AI-powered search for scientific publications
Navigates the users through the complex taxonomy of scientific publications, and helps them find the right articles and papers.
Chat AgentScientific papersLLMKnowledge GraphGenerative AI

What motivated the project?
Navigating the vast and complex taxonomy of scientific fields to find relevant research papers can be daunting and time-consuming. Traditional scholarly search systems like Google Scholar often require users to sift through numerous irrelevant results, making the search for specific scientific papers inefficient and overwhelming. As the volume of scientific literature continues to grow, there is a pressing need for a more intelligent and efficient way to search for and identify relevant research.

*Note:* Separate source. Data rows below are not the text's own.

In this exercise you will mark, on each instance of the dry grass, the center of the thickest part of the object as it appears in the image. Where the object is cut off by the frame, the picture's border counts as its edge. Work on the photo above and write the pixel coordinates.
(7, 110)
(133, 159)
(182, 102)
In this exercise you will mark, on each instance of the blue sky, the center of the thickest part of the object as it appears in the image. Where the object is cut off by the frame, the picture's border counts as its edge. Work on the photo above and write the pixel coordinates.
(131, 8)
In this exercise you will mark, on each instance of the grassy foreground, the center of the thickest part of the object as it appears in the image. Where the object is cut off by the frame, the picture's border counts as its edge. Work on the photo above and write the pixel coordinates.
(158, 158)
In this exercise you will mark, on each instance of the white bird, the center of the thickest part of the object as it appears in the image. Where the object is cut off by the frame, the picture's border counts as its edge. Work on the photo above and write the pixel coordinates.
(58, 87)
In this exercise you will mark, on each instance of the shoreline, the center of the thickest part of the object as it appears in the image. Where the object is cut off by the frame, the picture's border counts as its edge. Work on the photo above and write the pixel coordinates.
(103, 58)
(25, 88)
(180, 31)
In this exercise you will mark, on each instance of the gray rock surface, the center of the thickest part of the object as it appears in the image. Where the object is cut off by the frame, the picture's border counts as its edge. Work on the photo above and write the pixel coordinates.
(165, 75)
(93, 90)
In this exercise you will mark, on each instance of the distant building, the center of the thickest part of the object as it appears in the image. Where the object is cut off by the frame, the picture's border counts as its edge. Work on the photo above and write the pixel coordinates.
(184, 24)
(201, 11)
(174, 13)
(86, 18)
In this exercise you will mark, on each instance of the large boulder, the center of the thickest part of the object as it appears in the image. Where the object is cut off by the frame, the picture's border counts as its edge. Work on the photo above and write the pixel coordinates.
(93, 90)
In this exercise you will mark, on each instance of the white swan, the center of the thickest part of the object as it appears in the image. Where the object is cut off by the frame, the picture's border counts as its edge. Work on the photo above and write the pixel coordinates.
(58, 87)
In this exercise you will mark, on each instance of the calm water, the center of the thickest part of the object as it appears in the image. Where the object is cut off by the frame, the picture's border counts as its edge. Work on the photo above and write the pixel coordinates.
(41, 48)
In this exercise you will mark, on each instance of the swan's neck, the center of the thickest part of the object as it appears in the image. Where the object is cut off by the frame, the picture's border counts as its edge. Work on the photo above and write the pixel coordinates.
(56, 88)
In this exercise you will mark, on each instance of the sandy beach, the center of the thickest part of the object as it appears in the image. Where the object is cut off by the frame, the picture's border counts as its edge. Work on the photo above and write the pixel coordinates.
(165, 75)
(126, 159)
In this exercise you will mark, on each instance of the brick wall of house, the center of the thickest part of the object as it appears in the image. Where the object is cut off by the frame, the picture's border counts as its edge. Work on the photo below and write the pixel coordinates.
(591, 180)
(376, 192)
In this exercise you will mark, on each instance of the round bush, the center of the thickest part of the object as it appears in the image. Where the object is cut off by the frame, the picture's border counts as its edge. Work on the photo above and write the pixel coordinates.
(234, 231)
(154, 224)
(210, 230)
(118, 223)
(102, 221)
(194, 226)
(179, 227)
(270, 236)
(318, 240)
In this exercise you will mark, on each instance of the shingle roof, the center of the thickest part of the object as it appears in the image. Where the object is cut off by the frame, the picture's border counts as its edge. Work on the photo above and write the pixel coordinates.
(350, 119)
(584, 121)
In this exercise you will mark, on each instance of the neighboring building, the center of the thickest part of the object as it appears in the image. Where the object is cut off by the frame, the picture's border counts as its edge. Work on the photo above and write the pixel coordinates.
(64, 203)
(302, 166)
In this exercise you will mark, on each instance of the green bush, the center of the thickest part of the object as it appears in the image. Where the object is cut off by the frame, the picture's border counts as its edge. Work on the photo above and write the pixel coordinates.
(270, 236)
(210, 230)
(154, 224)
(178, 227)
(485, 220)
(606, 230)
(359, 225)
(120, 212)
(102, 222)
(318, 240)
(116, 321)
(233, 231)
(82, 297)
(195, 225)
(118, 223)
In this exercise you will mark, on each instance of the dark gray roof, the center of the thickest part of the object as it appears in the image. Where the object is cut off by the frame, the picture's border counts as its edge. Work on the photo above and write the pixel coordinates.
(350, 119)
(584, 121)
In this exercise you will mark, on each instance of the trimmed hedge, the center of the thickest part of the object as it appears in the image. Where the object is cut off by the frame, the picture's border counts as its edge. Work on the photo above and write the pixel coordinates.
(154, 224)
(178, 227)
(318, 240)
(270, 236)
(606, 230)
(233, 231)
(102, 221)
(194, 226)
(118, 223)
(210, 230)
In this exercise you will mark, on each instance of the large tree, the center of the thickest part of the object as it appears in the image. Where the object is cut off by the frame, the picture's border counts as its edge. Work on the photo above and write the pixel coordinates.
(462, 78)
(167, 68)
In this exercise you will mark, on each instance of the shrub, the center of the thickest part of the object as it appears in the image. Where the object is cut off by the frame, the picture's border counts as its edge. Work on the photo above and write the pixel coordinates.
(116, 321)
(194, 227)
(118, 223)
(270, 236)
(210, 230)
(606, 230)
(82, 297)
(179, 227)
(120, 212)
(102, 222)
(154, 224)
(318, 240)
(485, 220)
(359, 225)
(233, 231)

What was the objective of the projet?
In the era of advanced artificial intelligence, we embarked on a mission to revolutionize the way researchers search for scientific papers. Our goal was to develop an AI chat agent that helps users navigate the taxonomy of scientific fields and find papers that align with their research goals. This innovative solution leverages hierarchical clustering, knowledge graphs, and large language models (LLMs) to provide a superior search experience compared to traditional scholarly search systems.
How It Works
Our AI chat agent simplifies the process of finding relevant scientific papers by guiding users through a series of questions about their research goals. Here is how it works:
- Initial Inquiry: The AI chat agent begins by asking the user about their specific research goals, including the topic of interest, desired outcomes, and any particular subfields they are focusing on.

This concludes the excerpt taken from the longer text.